Among the 31 subjects identified with congenital heart diseases, one (3.2%) had cyanotic CHD while the rest 30 (96.8%) were acyanotic CHD. Of those with acyanotic CHD, atrial septal defect was the commonest in 26 (83.9%) subjects, followed by ventricular septal defect in 3 (9.6%) subjects. The only case of cyanotic CHD was Tetralogy of Fallot (TOF) (3.2%) as shown in table 3. The commonest ASD seen was ostium secundum ASD in 25 (80.7%) subjects. All the cases of ASD detected in this study had defects ranging from 3-7mm, while for VSD cases the defects were between 2-3mm. Majority, 16 (61.5%) of the 26 cases of ASD had irregular pulse as a sign. Fifteen (57.70%) of the 26 pupils with atrial septal defects were within age group 5-9 years while the remaining 11 (42.3) were within age group 10-14 years. All the 3 pupils with ventricular septal defects were within age group 5-9 years. Among the children with ASD, 15 (57.7%) were females while 11 (42.3%) were males. All the subjects with VSD were females.
The prevalence of CHD among school children varies considerably from region to region. These variations depend partly on the methodology used.
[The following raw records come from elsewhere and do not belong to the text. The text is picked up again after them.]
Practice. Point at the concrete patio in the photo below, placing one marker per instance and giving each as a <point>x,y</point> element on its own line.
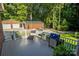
<point>24,47</point>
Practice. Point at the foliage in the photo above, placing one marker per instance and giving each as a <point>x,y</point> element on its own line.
<point>69,38</point>
<point>59,16</point>
<point>62,50</point>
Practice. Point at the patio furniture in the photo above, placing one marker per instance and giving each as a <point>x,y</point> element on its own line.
<point>53,39</point>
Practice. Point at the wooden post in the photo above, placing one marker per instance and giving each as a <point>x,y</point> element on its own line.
<point>1,29</point>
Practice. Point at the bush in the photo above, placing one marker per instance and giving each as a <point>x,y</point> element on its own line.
<point>62,50</point>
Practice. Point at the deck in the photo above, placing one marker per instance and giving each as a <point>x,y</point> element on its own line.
<point>24,47</point>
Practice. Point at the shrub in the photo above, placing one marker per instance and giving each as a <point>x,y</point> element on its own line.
<point>62,50</point>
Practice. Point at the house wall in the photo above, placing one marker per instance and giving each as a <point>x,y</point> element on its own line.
<point>6,26</point>
<point>34,26</point>
<point>16,26</point>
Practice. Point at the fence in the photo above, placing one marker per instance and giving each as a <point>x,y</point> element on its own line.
<point>70,44</point>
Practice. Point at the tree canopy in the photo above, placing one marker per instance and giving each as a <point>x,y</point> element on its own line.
<point>59,16</point>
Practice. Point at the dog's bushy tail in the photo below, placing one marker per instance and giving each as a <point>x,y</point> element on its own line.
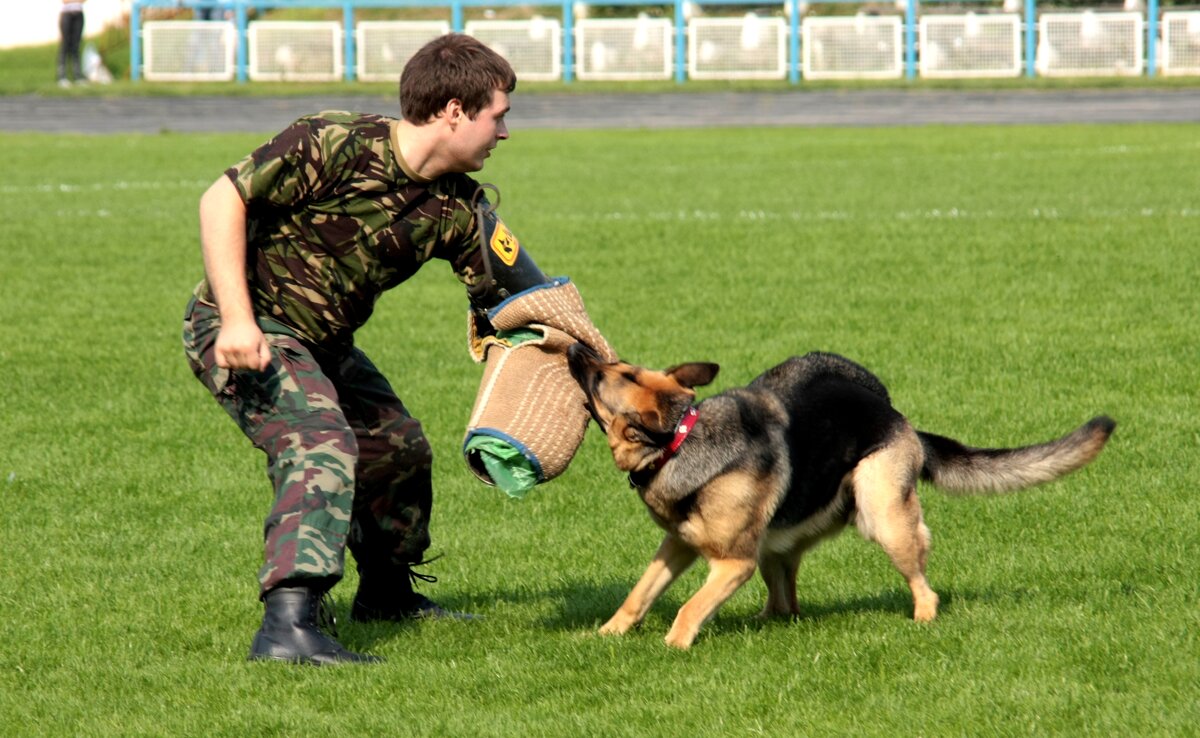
<point>958,468</point>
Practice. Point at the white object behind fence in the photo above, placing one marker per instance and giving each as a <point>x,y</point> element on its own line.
<point>1090,45</point>
<point>737,48</point>
<point>1181,42</point>
<point>623,48</point>
<point>852,47</point>
<point>972,45</point>
<point>189,51</point>
<point>294,51</point>
<point>533,47</point>
<point>384,47</point>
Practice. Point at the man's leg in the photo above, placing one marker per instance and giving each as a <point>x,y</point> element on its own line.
<point>394,495</point>
<point>289,411</point>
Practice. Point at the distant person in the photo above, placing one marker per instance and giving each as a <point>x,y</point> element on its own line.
<point>209,12</point>
<point>299,240</point>
<point>71,30</point>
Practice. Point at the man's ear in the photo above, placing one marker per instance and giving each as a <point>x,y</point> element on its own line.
<point>453,111</point>
<point>695,373</point>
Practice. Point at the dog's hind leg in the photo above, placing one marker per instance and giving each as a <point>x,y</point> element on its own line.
<point>889,514</point>
<point>725,577</point>
<point>672,559</point>
<point>778,573</point>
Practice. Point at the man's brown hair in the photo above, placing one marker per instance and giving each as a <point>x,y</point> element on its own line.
<point>454,66</point>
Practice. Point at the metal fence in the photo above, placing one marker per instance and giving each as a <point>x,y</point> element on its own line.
<point>677,40</point>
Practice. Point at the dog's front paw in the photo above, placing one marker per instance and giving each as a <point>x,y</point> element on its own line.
<point>617,625</point>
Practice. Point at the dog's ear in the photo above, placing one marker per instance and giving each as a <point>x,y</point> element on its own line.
<point>695,373</point>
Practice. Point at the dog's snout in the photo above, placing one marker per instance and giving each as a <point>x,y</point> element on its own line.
<point>580,357</point>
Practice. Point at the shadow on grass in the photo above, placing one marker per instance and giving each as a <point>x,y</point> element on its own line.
<point>583,606</point>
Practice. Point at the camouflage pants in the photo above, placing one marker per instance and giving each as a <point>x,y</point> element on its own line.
<point>348,463</point>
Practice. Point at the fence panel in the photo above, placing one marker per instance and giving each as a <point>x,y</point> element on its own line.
<point>190,51</point>
<point>533,47</point>
<point>301,51</point>
<point>384,47</point>
<point>1181,42</point>
<point>749,47</point>
<point>852,47</point>
<point>971,46</point>
<point>1090,45</point>
<point>624,48</point>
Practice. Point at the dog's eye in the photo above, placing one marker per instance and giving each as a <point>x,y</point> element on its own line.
<point>635,435</point>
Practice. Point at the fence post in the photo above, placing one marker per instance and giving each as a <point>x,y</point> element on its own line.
<point>1031,41</point>
<point>1151,37</point>
<point>568,41</point>
<point>136,41</point>
<point>793,42</point>
<point>910,39</point>
<point>239,13</point>
<point>681,41</point>
<point>348,41</point>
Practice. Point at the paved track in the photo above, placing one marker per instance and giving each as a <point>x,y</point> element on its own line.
<point>633,111</point>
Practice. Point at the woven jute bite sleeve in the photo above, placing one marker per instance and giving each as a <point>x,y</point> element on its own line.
<point>527,397</point>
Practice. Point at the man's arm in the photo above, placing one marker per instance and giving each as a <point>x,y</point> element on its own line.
<point>240,342</point>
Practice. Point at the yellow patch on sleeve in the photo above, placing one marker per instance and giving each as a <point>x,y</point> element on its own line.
<point>505,245</point>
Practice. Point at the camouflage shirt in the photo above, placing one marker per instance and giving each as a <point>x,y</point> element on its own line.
<point>335,217</point>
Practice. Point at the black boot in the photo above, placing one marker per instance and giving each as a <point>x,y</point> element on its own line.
<point>387,594</point>
<point>291,633</point>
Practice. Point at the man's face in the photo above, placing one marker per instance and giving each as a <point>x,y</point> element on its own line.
<point>475,138</point>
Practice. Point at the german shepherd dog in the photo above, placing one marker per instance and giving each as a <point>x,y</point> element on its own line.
<point>757,475</point>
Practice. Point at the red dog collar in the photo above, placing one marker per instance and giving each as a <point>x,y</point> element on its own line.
<point>682,430</point>
<point>640,479</point>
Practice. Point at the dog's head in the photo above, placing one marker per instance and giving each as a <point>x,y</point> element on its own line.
<point>637,408</point>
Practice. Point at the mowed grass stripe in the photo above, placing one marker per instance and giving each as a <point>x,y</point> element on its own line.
<point>1006,283</point>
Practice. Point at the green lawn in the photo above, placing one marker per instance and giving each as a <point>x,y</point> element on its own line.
<point>1007,283</point>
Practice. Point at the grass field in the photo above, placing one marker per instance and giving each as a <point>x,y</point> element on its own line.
<point>1006,282</point>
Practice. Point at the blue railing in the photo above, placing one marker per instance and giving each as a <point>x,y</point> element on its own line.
<point>456,7</point>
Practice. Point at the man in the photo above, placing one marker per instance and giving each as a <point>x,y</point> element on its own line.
<point>299,240</point>
<point>70,40</point>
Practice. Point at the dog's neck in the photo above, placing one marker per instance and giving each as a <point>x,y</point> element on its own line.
<point>641,478</point>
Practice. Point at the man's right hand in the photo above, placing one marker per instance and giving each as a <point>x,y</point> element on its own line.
<point>243,347</point>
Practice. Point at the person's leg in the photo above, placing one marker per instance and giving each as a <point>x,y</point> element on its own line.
<point>75,41</point>
<point>394,495</point>
<point>289,411</point>
<point>64,35</point>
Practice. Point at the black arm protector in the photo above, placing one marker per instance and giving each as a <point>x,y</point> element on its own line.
<point>508,268</point>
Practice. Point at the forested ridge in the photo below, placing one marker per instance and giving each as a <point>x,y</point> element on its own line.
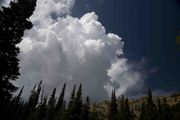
<point>14,20</point>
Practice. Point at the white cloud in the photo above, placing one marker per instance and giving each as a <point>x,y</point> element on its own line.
<point>73,50</point>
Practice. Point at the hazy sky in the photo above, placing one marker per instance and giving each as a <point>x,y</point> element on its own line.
<point>104,44</point>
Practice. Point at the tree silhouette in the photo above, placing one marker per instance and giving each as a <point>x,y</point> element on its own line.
<point>13,22</point>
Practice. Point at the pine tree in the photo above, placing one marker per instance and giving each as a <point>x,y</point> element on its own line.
<point>113,111</point>
<point>143,112</point>
<point>13,22</point>
<point>159,109</point>
<point>60,107</point>
<point>30,106</point>
<point>86,110</point>
<point>78,104</point>
<point>40,111</point>
<point>127,113</point>
<point>50,115</point>
<point>151,110</point>
<point>121,111</point>
<point>166,112</point>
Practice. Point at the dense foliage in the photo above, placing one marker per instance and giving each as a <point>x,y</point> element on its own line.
<point>13,22</point>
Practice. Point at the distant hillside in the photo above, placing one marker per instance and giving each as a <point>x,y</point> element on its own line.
<point>135,104</point>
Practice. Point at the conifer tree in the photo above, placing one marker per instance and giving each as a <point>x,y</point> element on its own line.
<point>166,113</point>
<point>60,107</point>
<point>13,22</point>
<point>113,111</point>
<point>143,111</point>
<point>50,115</point>
<point>86,110</point>
<point>78,104</point>
<point>159,109</point>
<point>121,111</point>
<point>70,108</point>
<point>151,110</point>
<point>127,112</point>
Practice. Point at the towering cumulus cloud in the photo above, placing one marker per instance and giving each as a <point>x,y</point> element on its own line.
<point>61,48</point>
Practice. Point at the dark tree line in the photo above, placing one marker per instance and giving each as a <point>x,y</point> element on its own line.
<point>14,20</point>
<point>149,110</point>
<point>40,107</point>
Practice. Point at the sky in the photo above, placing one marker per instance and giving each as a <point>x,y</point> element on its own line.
<point>104,44</point>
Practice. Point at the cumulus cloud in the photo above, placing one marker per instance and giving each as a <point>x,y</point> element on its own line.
<point>61,48</point>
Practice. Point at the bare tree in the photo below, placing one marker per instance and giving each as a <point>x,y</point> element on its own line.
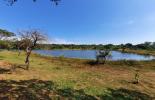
<point>11,2</point>
<point>5,33</point>
<point>29,40</point>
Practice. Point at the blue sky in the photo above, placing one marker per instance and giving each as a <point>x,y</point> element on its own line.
<point>84,21</point>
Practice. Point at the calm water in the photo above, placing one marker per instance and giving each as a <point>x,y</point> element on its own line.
<point>91,54</point>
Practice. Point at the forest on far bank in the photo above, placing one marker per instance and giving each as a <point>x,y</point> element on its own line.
<point>12,44</point>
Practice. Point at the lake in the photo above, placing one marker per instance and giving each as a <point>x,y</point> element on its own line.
<point>91,54</point>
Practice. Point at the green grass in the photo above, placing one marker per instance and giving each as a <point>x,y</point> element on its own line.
<point>64,78</point>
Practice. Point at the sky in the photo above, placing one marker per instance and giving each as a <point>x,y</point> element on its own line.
<point>83,21</point>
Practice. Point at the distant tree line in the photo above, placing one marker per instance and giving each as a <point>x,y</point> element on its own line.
<point>11,44</point>
<point>142,46</point>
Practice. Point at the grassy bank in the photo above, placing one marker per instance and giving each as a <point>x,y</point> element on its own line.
<point>64,78</point>
<point>141,52</point>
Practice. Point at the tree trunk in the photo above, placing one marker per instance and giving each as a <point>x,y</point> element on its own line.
<point>28,53</point>
<point>19,51</point>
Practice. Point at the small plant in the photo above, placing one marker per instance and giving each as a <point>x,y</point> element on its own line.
<point>102,56</point>
<point>136,77</point>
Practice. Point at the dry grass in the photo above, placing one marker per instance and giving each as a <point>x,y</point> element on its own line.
<point>112,80</point>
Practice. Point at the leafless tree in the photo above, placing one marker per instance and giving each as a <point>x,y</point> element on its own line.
<point>29,40</point>
<point>102,55</point>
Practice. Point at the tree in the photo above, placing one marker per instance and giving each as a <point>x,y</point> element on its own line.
<point>11,2</point>
<point>29,40</point>
<point>102,55</point>
<point>5,33</point>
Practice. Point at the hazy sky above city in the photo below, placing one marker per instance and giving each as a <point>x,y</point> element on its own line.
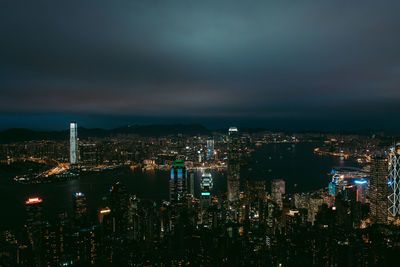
<point>250,62</point>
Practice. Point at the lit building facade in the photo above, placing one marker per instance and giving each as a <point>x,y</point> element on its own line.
<point>233,182</point>
<point>73,143</point>
<point>210,149</point>
<point>277,191</point>
<point>394,182</point>
<point>206,185</point>
<point>177,181</point>
<point>378,190</point>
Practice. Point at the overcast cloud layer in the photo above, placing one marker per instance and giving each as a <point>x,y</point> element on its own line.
<point>246,60</point>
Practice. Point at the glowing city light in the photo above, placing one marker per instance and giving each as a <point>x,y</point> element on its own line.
<point>360,182</point>
<point>79,194</point>
<point>33,200</point>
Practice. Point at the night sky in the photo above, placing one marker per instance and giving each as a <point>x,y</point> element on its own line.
<point>287,64</point>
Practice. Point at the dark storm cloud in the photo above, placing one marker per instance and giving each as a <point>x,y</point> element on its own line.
<point>262,59</point>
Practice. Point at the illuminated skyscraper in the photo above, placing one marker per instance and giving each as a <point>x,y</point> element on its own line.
<point>277,191</point>
<point>206,186</point>
<point>177,181</point>
<point>80,210</point>
<point>33,208</point>
<point>394,182</point>
<point>191,183</point>
<point>210,149</point>
<point>379,190</point>
<point>73,143</point>
<point>119,207</point>
<point>233,165</point>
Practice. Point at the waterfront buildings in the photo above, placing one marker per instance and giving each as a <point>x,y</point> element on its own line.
<point>210,149</point>
<point>394,181</point>
<point>379,190</point>
<point>206,185</point>
<point>177,181</point>
<point>277,191</point>
<point>233,180</point>
<point>73,143</point>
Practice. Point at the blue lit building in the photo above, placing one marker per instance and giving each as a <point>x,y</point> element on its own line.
<point>177,181</point>
<point>346,180</point>
<point>206,185</point>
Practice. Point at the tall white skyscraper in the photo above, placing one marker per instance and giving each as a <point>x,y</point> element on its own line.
<point>73,143</point>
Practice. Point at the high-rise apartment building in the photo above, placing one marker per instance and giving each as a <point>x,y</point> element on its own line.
<point>206,186</point>
<point>394,182</point>
<point>177,181</point>
<point>73,143</point>
<point>277,191</point>
<point>233,165</point>
<point>210,149</point>
<point>378,190</point>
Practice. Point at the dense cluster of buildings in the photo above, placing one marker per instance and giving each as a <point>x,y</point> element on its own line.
<point>352,222</point>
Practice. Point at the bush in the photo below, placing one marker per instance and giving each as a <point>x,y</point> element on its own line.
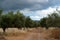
<point>55,33</point>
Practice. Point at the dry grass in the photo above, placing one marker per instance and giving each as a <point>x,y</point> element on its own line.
<point>55,33</point>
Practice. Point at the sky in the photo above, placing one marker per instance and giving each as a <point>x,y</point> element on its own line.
<point>36,9</point>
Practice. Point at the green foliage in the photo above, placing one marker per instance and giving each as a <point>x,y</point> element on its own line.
<point>16,20</point>
<point>53,20</point>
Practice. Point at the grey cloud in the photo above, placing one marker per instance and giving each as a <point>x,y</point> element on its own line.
<point>30,4</point>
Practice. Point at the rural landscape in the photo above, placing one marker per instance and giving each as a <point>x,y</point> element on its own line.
<point>29,19</point>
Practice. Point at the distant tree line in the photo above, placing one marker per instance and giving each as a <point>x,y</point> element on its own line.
<point>16,20</point>
<point>53,20</point>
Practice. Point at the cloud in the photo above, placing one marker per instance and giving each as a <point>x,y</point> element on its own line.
<point>37,15</point>
<point>22,4</point>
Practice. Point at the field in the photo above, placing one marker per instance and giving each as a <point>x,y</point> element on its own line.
<point>30,34</point>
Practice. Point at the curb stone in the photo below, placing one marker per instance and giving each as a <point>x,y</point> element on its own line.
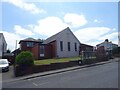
<point>59,71</point>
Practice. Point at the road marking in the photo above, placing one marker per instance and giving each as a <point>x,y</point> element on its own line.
<point>43,83</point>
<point>35,84</point>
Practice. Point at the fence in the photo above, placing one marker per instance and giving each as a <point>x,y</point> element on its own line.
<point>88,55</point>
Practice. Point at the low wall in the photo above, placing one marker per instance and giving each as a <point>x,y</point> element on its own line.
<point>20,71</point>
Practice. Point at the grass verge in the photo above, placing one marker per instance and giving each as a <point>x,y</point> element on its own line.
<point>57,60</point>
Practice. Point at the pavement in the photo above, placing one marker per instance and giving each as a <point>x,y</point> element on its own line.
<point>53,71</point>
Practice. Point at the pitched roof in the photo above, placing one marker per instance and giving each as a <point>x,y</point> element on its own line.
<point>53,38</point>
<point>31,40</point>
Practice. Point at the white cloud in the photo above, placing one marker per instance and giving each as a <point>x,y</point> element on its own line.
<point>75,20</point>
<point>97,21</point>
<point>49,26</point>
<point>91,35</point>
<point>26,6</point>
<point>19,30</point>
<point>11,39</point>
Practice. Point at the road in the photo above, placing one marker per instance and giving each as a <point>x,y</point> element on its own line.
<point>101,76</point>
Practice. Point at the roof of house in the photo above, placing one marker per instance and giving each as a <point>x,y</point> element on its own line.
<point>86,45</point>
<point>107,42</point>
<point>53,38</point>
<point>31,40</point>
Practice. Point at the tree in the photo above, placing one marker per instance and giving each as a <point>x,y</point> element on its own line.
<point>116,50</point>
<point>8,51</point>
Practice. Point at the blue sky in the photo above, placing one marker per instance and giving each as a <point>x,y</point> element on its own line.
<point>91,22</point>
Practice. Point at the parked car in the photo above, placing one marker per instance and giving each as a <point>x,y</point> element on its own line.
<point>4,65</point>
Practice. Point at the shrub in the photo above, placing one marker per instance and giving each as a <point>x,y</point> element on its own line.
<point>24,58</point>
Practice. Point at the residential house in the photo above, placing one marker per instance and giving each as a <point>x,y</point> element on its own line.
<point>62,44</point>
<point>85,47</point>
<point>107,46</point>
<point>3,45</point>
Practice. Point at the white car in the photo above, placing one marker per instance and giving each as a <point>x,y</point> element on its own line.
<point>4,65</point>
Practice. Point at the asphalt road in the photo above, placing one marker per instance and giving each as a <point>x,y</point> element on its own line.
<point>101,76</point>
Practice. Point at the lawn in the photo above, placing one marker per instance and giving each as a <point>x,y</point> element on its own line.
<point>58,60</point>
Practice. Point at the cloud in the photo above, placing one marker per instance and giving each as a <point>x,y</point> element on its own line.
<point>75,20</point>
<point>32,8</point>
<point>49,26</point>
<point>97,21</point>
<point>11,39</point>
<point>19,30</point>
<point>91,35</point>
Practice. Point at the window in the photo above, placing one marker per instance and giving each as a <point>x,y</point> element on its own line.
<point>68,46</point>
<point>61,45</point>
<point>29,44</point>
<point>42,49</point>
<point>75,46</point>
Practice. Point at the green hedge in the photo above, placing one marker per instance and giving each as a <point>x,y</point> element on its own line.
<point>24,58</point>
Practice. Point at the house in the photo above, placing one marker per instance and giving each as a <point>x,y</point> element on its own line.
<point>3,45</point>
<point>106,46</point>
<point>62,44</point>
<point>85,47</point>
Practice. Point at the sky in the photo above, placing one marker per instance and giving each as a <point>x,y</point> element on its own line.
<point>91,22</point>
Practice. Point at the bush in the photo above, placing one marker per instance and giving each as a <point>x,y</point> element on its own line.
<point>24,58</point>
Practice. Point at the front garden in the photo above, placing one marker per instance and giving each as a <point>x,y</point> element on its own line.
<point>25,63</point>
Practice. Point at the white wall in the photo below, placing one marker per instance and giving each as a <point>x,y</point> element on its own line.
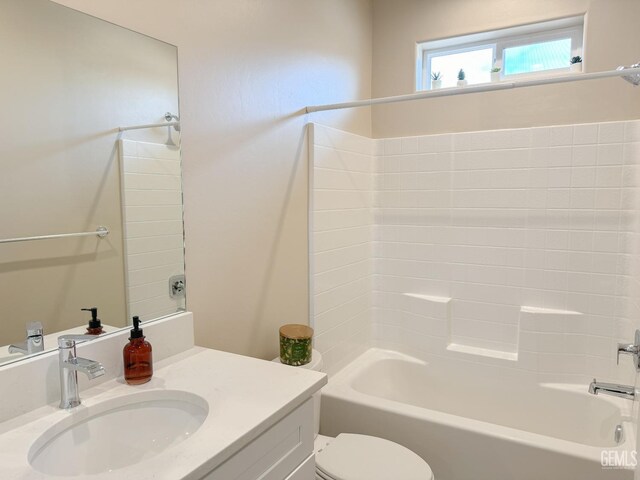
<point>246,69</point>
<point>611,40</point>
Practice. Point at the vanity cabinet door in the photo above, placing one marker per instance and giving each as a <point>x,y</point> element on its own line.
<point>276,453</point>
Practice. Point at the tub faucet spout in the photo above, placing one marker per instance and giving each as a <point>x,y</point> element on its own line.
<point>622,391</point>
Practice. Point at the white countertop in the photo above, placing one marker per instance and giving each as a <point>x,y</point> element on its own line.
<point>245,396</point>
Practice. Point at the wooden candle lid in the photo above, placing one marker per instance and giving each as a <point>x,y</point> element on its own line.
<point>296,331</point>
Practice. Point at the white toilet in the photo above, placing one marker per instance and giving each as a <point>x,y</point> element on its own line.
<point>361,457</point>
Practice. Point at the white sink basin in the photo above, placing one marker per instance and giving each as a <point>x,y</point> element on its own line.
<point>117,433</point>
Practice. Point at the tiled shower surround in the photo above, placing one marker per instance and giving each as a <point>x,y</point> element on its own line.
<point>511,247</point>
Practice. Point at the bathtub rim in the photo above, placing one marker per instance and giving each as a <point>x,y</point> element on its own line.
<point>340,387</point>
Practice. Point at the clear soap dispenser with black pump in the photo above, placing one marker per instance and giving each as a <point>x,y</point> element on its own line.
<point>138,362</point>
<point>95,326</point>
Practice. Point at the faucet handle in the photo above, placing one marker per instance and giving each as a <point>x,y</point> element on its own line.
<point>67,341</point>
<point>34,329</point>
<point>630,349</point>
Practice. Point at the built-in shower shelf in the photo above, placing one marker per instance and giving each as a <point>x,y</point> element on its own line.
<point>483,352</point>
<point>429,298</point>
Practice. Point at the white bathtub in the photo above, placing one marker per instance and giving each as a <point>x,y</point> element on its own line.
<point>476,425</point>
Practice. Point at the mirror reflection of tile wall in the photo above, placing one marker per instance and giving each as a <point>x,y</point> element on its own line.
<point>71,80</point>
<point>152,193</point>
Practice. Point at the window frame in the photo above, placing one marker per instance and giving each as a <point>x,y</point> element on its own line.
<point>441,52</point>
<point>499,40</point>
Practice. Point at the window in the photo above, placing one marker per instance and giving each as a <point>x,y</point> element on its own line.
<point>535,49</point>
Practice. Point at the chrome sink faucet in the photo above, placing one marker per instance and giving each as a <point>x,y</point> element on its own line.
<point>70,364</point>
<point>34,342</point>
<point>613,389</point>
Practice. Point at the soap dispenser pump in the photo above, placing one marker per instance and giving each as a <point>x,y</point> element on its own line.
<point>95,326</point>
<point>138,361</point>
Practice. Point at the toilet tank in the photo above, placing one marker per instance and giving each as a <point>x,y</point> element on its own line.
<point>316,365</point>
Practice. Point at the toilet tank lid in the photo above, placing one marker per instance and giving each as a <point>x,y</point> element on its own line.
<point>362,456</point>
<point>315,364</point>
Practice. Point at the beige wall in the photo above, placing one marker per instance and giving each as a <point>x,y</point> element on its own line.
<point>611,39</point>
<point>247,68</point>
<point>69,80</point>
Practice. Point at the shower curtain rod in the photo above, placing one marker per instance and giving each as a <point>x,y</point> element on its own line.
<point>487,87</point>
<point>149,125</point>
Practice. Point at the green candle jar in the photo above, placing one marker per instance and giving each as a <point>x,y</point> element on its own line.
<point>295,344</point>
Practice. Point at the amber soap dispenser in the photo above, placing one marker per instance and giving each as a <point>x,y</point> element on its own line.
<point>138,362</point>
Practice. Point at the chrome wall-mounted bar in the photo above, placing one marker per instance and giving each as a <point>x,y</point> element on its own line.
<point>100,232</point>
<point>172,121</point>
<point>627,73</point>
<point>176,125</point>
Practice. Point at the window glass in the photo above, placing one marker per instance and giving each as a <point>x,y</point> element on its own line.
<point>475,63</point>
<point>536,57</point>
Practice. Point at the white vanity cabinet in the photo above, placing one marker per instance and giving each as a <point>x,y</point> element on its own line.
<point>283,452</point>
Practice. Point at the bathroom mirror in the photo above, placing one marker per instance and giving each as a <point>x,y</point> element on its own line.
<point>69,82</point>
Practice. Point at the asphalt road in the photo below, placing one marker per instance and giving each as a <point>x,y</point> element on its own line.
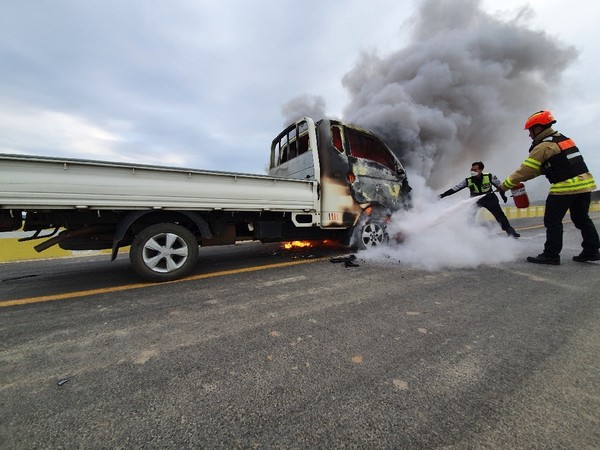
<point>272,349</point>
In the present study, the prevalence of CHD among primary school children aged 5 to 14 years diagnosed by clinical examination and then echocardiographic confirmation was found to be high at 18.1 per 1,000. This is in contrasts to the prevalence of 1.01 per 1,000 children reported in Egypt by Bassili, et al. [14], among school children. This is probably because in this present study, all the children screened who had clinical findings suggestive of heart disease had confirmatory echocardiography unlike Bassili, et al. [14], who studied children who only had access to echocardiography for confirmation and characterization of their cardiac defects through their School Health Insurance System. The prevalence of CHD reported in this study is also higher than the prevalence of 3.9 per 1,000 children observed by McLaren, et al. [18], in South Africa in a similar study. The variation in the prevalence reported could be due to the fact McLaren et al used only cardiac auscultation as screening tool while in this study both cardiac auscultation and echocardiography were used which would have enhanced detection rate of CHD.
Acyanotic congenital heart diseases were found to be more prevalent in this study representing 96.8% of all cases of CHD seen in the study population. Jarun, et al. [13], in Thailand and Saddiq, et al. [12], in Sudan found a similar trend among school children. In Nigeria, Yigwan, et al. [15], also reported acyanotic CHD as the commonest CHD among school children. This is probably because most children with cyanotic CHD tend to have more critical lesions with higher morbid state that result in early infant death without intervention. It is also remotely possible that some children with cyanotic CHD might have had early repair of their cardiac defects since attention might have been drawn to them much earlier by health professionals because of cyanosis and surgical intervention sought earlier if they can afford.
Atrial septal defect was the commonest (83.9%) acyanotic CHD seen in subjects in this study which is consistent with the findings of Chen, et al. [19] in Tibet and Bahadur, et al. [20], in Nepal among school children. Twenty-five of the twenty-six cases of ASD found in this study were asymptomatic, and in keeping with the findings of Muta, et al. [21], in a school study where most children with ASD were found to be asymptomatic and may not be detected until late childhood and beyond or during routine clinical examination. ASD, if undetected, may ultimately result in pulmonary hypertension and various forms of arrhythmias and increase in morbidity [22,23].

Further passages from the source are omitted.